D 他方、原処分庁は、本件損害賠償金が、労務その他の役務又は資産の譲渡の対価としての性質を有しない一時の所得であることをもって、一時所得であると主張する。
 しかしながら、上記(ハ)のとおり、本件損害賠償金は、営利を目的とする継続的な株式等の売買において生じた損害に対する損害賠償金であり、営利を目的とする継続的行為から生じた経済的利得であるから、労務その他の役務又は資産の譲渡の対価としての性質を有するか否かに関わりなく、一時所得であると認めることはできない。
(ホ) 小括
 上記(イ)、(ロ)、(ハ)及び(ニ)のとおり、本件損害賠償金は、請求人の平成21年分の総合課税の雑所得の総収入金額に算入される。

(2) 争点2 本件弁護士費用賠償金は非課税所得に該当するか否か。

 請求人は、上記1の(4)のニ及びチのとおり、本件有価証券報告書の虚偽記載に基づき本件J社株式に生じた損害の補填を受けるため本件訴訟を提起し、本件弁護士費用等を支出したものであり、上記1の(4)のヘのとおり、本件判決は、本件弁護士費用等のうち本件弁護士費用賠償金相当額を被告らの不法行為と相当因果関係のある損害であると認定しており、上記1の(4)のトのとおり、本件和解においても、本件判決の認容額のとおり請求人はJ社から本件弁護士費用賠償金の支払を受けるものとされている。
 ところで、上記(1)のハの(ハ)のとおり、本件損害賠償金は、営利を目的とする継続的な株式等の売買において生じた損害に対する損害賠償金であり、営利を目的とする継続的行為から生じた経済的利得であって、総合課税の雑所得の総収入金額に算入される。そして、このことは、帰属年分は異なるものの、本件N和解金においても同様である。そうすると、その本件損害賠償金及び本件N和解金を得るための本件弁護士費用等は、総合課税の雑所得の必要経費に算入されるものと認められ、さらに、その総合課税の雑所得の必要経費に算入される本件弁護士費用等を補填するための本件弁護士費用賠償金は、上記(1)のイの(ニ)のとおり、必要経費に算入される金額を補填する損害賠償金に該当するから、非課税所得に該当せず、営利を目的とする継続的行為から生じた経済的利得として、総合課税の雑所得の総収入金額に算入されることになる。
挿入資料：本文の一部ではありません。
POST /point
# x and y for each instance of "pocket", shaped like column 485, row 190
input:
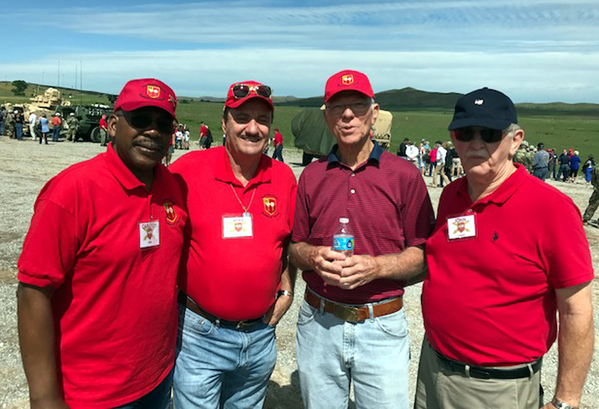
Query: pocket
column 394, row 324
column 194, row 323
column 306, row 313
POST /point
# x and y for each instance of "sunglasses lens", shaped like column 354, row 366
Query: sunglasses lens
column 264, row 91
column 144, row 121
column 486, row 134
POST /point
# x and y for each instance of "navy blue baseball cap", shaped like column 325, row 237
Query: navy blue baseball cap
column 484, row 107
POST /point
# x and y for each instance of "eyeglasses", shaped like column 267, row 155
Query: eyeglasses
column 358, row 108
column 486, row 134
column 243, row 90
column 144, row 120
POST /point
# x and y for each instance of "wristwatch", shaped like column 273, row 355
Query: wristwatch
column 562, row 405
column 285, row 293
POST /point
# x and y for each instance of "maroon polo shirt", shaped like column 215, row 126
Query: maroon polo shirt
column 388, row 207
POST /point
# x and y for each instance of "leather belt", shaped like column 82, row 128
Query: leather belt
column 243, row 325
column 353, row 313
column 481, row 372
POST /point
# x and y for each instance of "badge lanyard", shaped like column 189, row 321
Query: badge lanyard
column 235, row 226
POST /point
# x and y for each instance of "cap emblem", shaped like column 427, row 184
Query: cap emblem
column 347, row 79
column 153, row 91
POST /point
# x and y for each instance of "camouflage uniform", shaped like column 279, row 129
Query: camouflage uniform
column 594, row 200
column 10, row 124
column 522, row 157
column 73, row 124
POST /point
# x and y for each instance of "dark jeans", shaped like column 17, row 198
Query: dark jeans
column 540, row 173
column 158, row 398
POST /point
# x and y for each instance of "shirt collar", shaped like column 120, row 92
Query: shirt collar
column 122, row 173
column 375, row 154
column 503, row 192
column 224, row 172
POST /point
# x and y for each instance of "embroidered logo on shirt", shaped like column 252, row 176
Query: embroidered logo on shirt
column 171, row 214
column 270, row 205
column 152, row 91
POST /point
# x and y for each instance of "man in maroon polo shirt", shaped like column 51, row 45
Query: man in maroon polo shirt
column 499, row 272
column 351, row 326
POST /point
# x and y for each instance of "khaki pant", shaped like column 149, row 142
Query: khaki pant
column 440, row 388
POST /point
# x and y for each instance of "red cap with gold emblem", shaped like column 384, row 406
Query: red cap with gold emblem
column 147, row 92
column 347, row 80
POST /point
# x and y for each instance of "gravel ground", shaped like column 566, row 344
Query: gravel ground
column 26, row 166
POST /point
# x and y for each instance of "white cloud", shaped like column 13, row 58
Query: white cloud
column 523, row 76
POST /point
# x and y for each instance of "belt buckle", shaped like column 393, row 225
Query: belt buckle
column 349, row 314
column 242, row 325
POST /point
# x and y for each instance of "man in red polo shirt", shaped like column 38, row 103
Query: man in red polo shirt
column 97, row 298
column 498, row 273
column 234, row 277
column 351, row 326
column 278, row 144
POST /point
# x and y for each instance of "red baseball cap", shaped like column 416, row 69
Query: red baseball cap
column 147, row 92
column 243, row 91
column 347, row 80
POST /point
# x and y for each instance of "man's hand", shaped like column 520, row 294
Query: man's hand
column 278, row 309
column 357, row 270
column 325, row 262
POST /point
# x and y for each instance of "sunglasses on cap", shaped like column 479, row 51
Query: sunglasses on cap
column 143, row 120
column 243, row 90
column 486, row 134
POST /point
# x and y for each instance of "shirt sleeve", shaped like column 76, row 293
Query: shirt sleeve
column 50, row 247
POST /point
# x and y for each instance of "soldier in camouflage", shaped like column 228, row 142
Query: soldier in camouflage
column 521, row 156
column 594, row 200
column 73, row 124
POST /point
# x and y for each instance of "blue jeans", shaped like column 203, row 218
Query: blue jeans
column 19, row 129
column 374, row 354
column 278, row 153
column 158, row 398
column 220, row 367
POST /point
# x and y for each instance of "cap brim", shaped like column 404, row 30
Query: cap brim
column 491, row 123
column 133, row 105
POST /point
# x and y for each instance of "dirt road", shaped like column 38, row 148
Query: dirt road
column 26, row 166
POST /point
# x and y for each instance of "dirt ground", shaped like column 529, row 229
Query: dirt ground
column 26, row 166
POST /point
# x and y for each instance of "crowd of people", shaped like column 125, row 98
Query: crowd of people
column 136, row 279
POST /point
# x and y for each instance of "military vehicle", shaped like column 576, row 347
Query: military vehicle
column 89, row 118
column 313, row 137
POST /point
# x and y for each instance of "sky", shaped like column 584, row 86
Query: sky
column 532, row 50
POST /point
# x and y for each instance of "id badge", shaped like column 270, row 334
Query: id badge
column 238, row 226
column 149, row 234
column 461, row 227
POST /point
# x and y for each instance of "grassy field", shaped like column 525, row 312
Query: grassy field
column 559, row 126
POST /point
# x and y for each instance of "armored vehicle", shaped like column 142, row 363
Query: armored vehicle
column 313, row 137
column 89, row 118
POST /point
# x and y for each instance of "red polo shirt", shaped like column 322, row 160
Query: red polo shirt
column 114, row 304
column 388, row 208
column 234, row 278
column 490, row 300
(3) 争点3 本件遅延損害金は非課税所得に該当するか否か。

 本件遅延損害金は、上記1の(4)のヘ及びトのとおり、本件判決において、本件損害賠償金相当額及び本件弁護士費用賠償金相当額に対して、本件訴訟に係る訴状送達の日の翌日から支払済みまで年5分による遅延損害金の支払が命じられたのを受けて、本件和解において判決内容に従ってその金額を確定させたものであるから、本件損害賠償金及び本件弁護士費用相当額の運用益に相当するものである上、上記(1)のハの(ハ)及び(2)のとおり、本件損害賠償金及び本件弁護士費用賠償金は、いずれも、営利を目的とする継続的行為から生じた経済的利得であることにも鑑みると、本件遅延損害金は、平成21年分の総合課税の雑所得の総収入金額に算入される。

(4) まとめ

 上記(1)、(2)及び(3)のとおり、本件N和解金を除き、本件損害賠償金、本件弁護士費用賠償金及び本件遅延損害金の合計額○○○○円は、いずれも請求人の平成21年分の総合課税の雑所得の総収入金額に算入され、本件弁護士費用等のうち本件J社和解金に係る24,129,362円(別表3)は、請求人の平成21年分の総合課税の雑所得の必要経費に算入されるので、その他の利息収入の金額1,166,370円を加えた請求人の平成21年分の所得税の総合課税の雑所得の金額は、別表6の「審判所認定額」の「雑所得の金額」欄のとおり○○○○円、総所得金額は別表6の「審判所認定額」の「総所得金額」欄のとおり○○○○円となり、請求人の平成21年分の所得税の納付すべき税額は別表6の「審判所認定額」の「納付すべき税額」欄のとおり○○○○円となり、当該納付すべき税額は、請求人が平成22年6月1日に提出した平成21年分の所得税の修正申告書に記載した別表6の「修正申告」の「納付すべき税額」欄の○○○○円を上回ることから、この金額の範囲内で原処分庁がした本件通知処分は適法であり、また、原処分庁が行った請求人の平成21年分の所得税に関する平成22年6月24日付の本件更正処分における別表6の「本件更正処分等」の「納付すべき税額」欄の○○○○円を上回ることから、この金額の範囲内で原処分庁がした本件更正処分は適法である。
 そして、本件更正処分は上記のとおり適法であり、また、同更正処分により納付すべき税額の計算の基礎となった事実が更正処分前の税額の計算の基礎とされていなかったことについて、国税通則法第65条《過少申告加算税》第4項に規定する正当な理由があるとは認められないから、同条第1項及び第2項の規定により過少申告加算税の賦課決定をしたことは適法である。

(5) その他

 原処分のその他の部分については、請求人は争わず、当審判所に提出された証拠書類等によっても、これを不相当とする理由は認められない。